A Montco couple created a homegrown meadow to attract pollinating birds and insects. It’s their ‘spiritual place.’

A swallowtail butterfly rests on the cup plant’s yellow flower. Another flutters nearby, then another and another. The foursome’s orange and black markings shimmer in the sunlight.

Below the tall cup plant’s deep green leaves grow golden yarrow, white cone flowers, and ornamental grasses. Nearby are clusters of purple hyssop and lavender joe pye weed.

Thom Mrazik planted his meadow garden with perennials and wildflowers to attract pollinating birds and insects.

A lawn separates the meadow from the more formal garden beds behind the home in Worcester that Thom shares with his wife, Mary Jane. The beds are bright with red zinnias and bee balm, white and pink phlox, and more grasses in hues from blue green to beige.

Thom and Mary Jane started dating in high school in Trenton and married in 1977. After raising four sons in Drexel Hill, they purchased the two-story house with the stone façade and front porch in a new development in 2015. It features a bedroom and bath on the first floor so the couple can age in place.

Mary Jane, a retired school nurse and serious cook, got to design her dream kitchen in the new home.
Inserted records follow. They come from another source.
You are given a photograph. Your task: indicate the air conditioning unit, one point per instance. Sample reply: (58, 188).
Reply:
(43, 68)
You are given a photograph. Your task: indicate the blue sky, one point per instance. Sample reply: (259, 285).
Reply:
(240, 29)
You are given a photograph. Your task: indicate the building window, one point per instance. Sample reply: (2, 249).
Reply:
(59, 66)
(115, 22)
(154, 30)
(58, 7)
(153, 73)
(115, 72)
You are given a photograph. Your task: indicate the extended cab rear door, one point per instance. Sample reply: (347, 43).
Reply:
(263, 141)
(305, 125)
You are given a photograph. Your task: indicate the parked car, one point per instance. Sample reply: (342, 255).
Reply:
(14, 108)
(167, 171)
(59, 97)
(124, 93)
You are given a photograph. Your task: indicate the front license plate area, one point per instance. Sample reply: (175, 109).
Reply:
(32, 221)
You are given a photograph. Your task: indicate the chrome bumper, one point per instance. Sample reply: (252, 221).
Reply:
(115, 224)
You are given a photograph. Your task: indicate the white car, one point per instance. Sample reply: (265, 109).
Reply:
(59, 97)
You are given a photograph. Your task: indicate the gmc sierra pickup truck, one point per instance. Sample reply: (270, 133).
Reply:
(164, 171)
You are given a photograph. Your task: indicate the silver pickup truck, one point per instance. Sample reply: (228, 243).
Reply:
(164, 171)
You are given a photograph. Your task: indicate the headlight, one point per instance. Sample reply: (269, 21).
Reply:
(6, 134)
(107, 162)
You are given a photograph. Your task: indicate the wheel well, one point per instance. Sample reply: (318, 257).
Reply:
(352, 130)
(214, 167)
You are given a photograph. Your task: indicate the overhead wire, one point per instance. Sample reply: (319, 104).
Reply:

There are shelves in the chestnut-stained cabinets for her cookbooks, and an oversized island provides an ample workspace. Her collection of 60 teapots is artfully displayed in the dining room and study.

When the Mraziks bought the property, Thom created his dream garden in the backyard, which adjoins a woodland preserve.
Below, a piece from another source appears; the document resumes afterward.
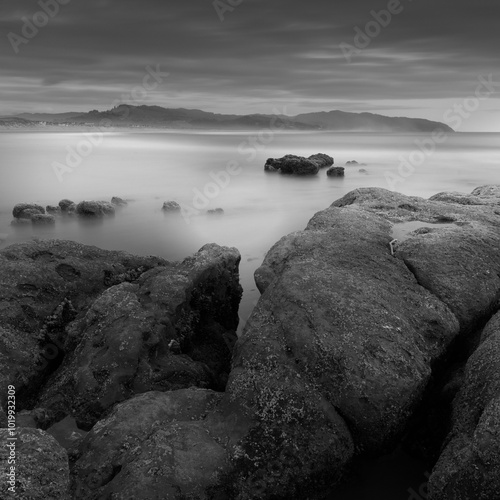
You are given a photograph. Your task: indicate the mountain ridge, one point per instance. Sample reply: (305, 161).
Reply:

Thom became serious about horticulture after retiring in 2013 from a career in medical and regulatory affairs with Johnson & Johnson in Fort Washington.

He enrolled in Penn State extension courses to become a master gardener and completed the three-year Barnes Arboretum Horticulture program. He also became a disciple of Piet Oudolf, a Dutch garden designer, whose naturalistic public gardens such as the High Line in New York have become renowned.
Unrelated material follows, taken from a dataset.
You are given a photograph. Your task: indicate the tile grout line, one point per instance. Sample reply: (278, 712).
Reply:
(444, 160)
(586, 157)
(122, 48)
While inspired by Oudolf’s ideas about structure and scale, Thom’s garden is family-friendly.

The three oldest of Mraziks’ four grandchildren played Wiffle ball on the lawn in front of the meadow when they visited from Seattle last year.

In September 2020, Thom and Mary Jane hosted a wedding reception in the backyard for their son Kevin and his bride, Samantha. A tent was erected on the lawn for 40 guests, and a bar was set up in the patio.

Mary Jane assembled bridesmaids’ bouquets from florist’s flowers and plant materials from the garden. At the bridal shower, guests made arrangements from flowers and plant material she cut from the garden.

Mary Jane, who leaves cultivation of the garden to Thom, benefits from its bounty. Besides arranging fresh-cut blooms, she dries small flowers and leaves to craft greeting cards for friends and family. She puts up jars of plum tomatoes and cooks with peppers, lettuce, chard, kale, spinach string beans, garlic and herbs that Thom grows.

While he has been successful with deer-resistant plants in the meadow and flower beds, Thom had to protect the vegetable patch from rabbits with wire mesh.

There are some critters in the garden that will not munch on plants. The Mraziks’ sons gave them metal cutouts of two sheep and a lamb for the lawn. A copper hummingbird won’t compete for nectar with real birds.

Some garden sculptures are religious. Crimson celosia and orange day lilies frame a lovely stone Madonna.

Under a cluster of bee balm, a statue of St. Fiacre depicts the seventh-century Irish priest pushing a shovel with one hand and holding a bucket of blossoms with the other. Legend has it that Fiacre, the patron saint of gardeners, miraculously cleared a field by uprooting trees and tangled briers with just the end of his staff.

Thom’s hard work and planning, not a miracle, created his gorgeous garden, but he still considers it to be a spiritual place.

Thom, who also cares for flower beds and prunes the crepe myrtle at his parish church, St. Helena’s in Blue Bell, believes gardens should be a place to “sit, pray and observe in harmony with nature.”

When Mary Jane described hosting a wedding reception in the garden in the middle of the pandemic, she said, “God knew we needed this space.”